Shizi menyembunyikan tubuhnya di celah sempit antara bangunan rumah dan tembok pembatas klan. Nafasnya tersengal, jantungnya berdebar-debar ketika suara langkah cepat dan teriakan tajam meresap melalui malam, menginstruksikan pencarian terhadapnya.

Seolah waktu berhenti berdetak, hanya diisi oleh kesunyian yang kemudian terpecahkan oleh suara jangkrik dan burung hantu yang menambah keseraman malam.

"Hampir, hampir aman," bisik Shizi kepada dirinya sendiri, wajahnya penuh dengan keringat dingin. Matahari mulai berwarna  kekuningan saat  dia mengintip dari balik celah, mengawasi dengan hati-hati.

Menemukan tembok yang tak terlalu tinggi, dia mengumpulkan keberaniannya, melirik sekeliling untuk memastikan tidak ada yang mengawasi.

Dengan gerakan yang hampir tak terdengar, dia menginjakkan kaki pertamanya pada tembok, perlahan-lahan naik sambil menghitung dengan cermat, detak jantungnya semakin cepat, karena setiap detik adalah perebutan antara hidup dan ketahuan.

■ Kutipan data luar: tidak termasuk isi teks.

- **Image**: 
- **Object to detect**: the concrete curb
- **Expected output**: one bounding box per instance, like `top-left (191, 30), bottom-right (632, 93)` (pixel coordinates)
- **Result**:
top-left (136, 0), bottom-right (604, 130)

Dengan jiwa yang tegang, ia berusaha secepat mungkin menaiki tembok, menahan rasa sakit yang mendera tubuhnya.

Satu-satunya pikiran yang menguasainya adalah berusaha sekuat tenaga untuk tidak tertangkap dan menghindari kematian yang mengenaskan.

Setelah berhasil menaiki tembok, Shizi menjatuhkan dirinya ke tanah untuk mempercepat gerakannya, karena ia mendengar suara langkah kaki yang semakin mendekat.

Ia segera menutup mulutnya, menahan rasa sakit akibat jatuhannya, dan menggigit telapak tangannya untuk menghindari teriakan.

 "Apa kau mendengar sesuatu?" tanya seseorang dari balik tembok kepada rekannya.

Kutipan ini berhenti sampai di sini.